Recently the Canadian government has approved plans for the Keystone XL Pipeline, spanning nearly 2000 kilometers from Northern Alberta to the Gulf Coast of Texas. It would cross several large rivers and be situated dangerously close to drinking supplies for millions of Americans. Protests against the construction have already begun in large cities.
Thanks to the Protectors’ successes, a ballooning number of action against big oil companies has been taking place in North America during the past year. Those actions include lockdowns, demonstrations, blockades, banner drops and other direct action methods, and they allow big efforts on smaller defense movements. What is important and hopeful to keep in mind is that the fight against pollution continues to expand, even on a small scale.
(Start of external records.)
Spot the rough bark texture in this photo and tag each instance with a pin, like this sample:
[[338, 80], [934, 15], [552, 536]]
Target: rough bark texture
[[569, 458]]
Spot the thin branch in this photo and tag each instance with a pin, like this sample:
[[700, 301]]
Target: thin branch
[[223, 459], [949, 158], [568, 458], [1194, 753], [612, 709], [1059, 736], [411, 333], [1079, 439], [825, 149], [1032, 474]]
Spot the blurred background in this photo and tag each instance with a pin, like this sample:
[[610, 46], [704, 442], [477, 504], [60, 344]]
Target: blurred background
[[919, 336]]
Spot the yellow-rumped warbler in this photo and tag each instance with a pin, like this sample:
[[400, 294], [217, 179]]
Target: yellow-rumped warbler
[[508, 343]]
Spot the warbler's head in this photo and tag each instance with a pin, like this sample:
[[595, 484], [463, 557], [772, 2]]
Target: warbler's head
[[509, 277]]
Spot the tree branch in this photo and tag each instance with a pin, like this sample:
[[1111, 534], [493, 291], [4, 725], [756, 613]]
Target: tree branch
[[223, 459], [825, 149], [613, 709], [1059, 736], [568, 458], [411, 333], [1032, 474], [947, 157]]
In Fort Ellis, Nova Scotia (Canada) an ongoing protest is taking place led by Mi’kmaq activists, local residents and fishers. Its purpose is to stop the proposed natural gas storage project of the Alberta-based Alton Gas company. The project would entail that, through a process involving a water-pumping pipeline that flushes out underground caverns, natural salty brine is flushed from the caverns and sent back into the river. The massive caverns would then be used to store up to billions of cubic feet of natural gas.
Water Protectors in Nova Scotia, including the environmental group Ecology Action Centre, worry that there is threat of negatively affecting the Shubenacadie river. They believe the levels of salt that would pour into the river will be toxic for the fish and surrounding wildlife. The disruption of the caverns will also irreversibly impact the levels of the channel and tides in the region. Flushing the caverns would require the use of 10, 000 cubic metres of water every day in that phase of the project.
A lodge at Shubenacadie’s shoreline, dubbed the Treaty Truck House, is decorated with activist banners and art pieces. It sits adjacent the water, where some of the highest tides in the world surge through on a daily basis. A narrow dirt road and a journey over a mud hill leads to the camp. Persistent Water Protector Dale Andrew Poulette from Eskasoni First Nations watches over the site. He tells Words in the Bucket that he has come to the site for “My children, their children and the future children”. With the aid of other supporters, the lodge is kept stocked with food and firewood for the coming months.
Mi’kmaq fishers have been using the river’s waters to catch fish for centuries, and know that disruptions to natural cycles of the water will harm the animal and plant life in the area. “The brine salt will wipe out all the fish eggs, larvas, roots, stems, plants, seeds, medicine and most importantly a way of life- fishing.” Dale explains. Under treaty rights, Mi’kmaq are lawfully entitled to fish the waters year-round.
Dale’s confidence reflects that of many who are now battling together to keep the waters safe. People of all ages, entire families and locals have come to the site to protect one of the essential components of life. “Water protectors, grandmothers and other supporters will all help together to win these wars” Dale asserts. By the looks of it, this prediction holds true. Various protests across North America are still gaining steam and standing up victoriously for the health of the water.